Confessions of an Online Community Manager Blog by Amber Rae Lambke

I'm passionate about bringing people together for a common purpose. I believe that while online communities can be an incredibly powerful tool for building connections and driving collaboration, they succeed most when one simple rule is followed: people first, technology second. Please join me as I chronicle the good, bad, and ugly of building an online community, driving adoption and awareness, and sustaining momentum. These are my confessions...

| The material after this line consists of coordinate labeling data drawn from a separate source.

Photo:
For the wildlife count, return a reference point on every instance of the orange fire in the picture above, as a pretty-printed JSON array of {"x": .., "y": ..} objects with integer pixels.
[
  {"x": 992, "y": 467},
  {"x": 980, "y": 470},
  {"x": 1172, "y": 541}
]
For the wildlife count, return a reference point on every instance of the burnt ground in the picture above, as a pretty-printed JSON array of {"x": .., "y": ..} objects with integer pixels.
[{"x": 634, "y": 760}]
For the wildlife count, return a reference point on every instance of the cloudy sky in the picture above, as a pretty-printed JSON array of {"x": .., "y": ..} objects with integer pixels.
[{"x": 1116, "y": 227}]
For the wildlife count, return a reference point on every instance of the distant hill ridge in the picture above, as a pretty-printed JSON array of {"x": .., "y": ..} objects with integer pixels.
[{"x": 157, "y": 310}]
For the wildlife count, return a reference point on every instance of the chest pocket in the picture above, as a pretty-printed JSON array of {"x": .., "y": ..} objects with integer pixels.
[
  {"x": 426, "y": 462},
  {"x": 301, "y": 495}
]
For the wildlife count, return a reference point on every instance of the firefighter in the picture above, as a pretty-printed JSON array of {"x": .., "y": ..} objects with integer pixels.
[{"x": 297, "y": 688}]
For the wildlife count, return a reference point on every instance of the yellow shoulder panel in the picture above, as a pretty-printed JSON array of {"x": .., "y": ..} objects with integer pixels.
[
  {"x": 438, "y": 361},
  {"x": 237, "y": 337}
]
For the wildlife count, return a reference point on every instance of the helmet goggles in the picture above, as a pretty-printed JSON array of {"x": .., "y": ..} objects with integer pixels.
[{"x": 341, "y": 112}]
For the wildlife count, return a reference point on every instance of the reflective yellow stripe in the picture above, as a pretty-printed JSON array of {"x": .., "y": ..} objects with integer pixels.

Posts: 7 | Created on March 25, 2009 | 1

6 Reasons NOT to Launch a Corporate Social Network

By Amber Rae Lambke in Confessions of an Online Community Manager on Tuesday, May 19, 2009 12:44 AM  
Tags: businessweek corporate social network | Post a Comment

Stephen Baker, a senior writer at BusinessWeek, recently published "Starting a Corporate Social Network? Don't." With the recession affecting spending and budgets, Stephen encourages managers who are thinking about launching a workplace social network to think again.

Instead, Stephen suggests leveraging free social networking tools like Facebook, LinkedIn and Twitter where a crowd already exists and conversation about your company may already be taking place.

"Don't hire consultants or a tech team. And whatever you do, steer clear of software architects. Most companies that build their own social networking tools end up with failures. The problem goes far beyond clunky design and balky servers. It's simply that social networks are useless until they draw a crowd—and most of the crowds are busy on public sites such as Facebook, LinkedIn and Twitter.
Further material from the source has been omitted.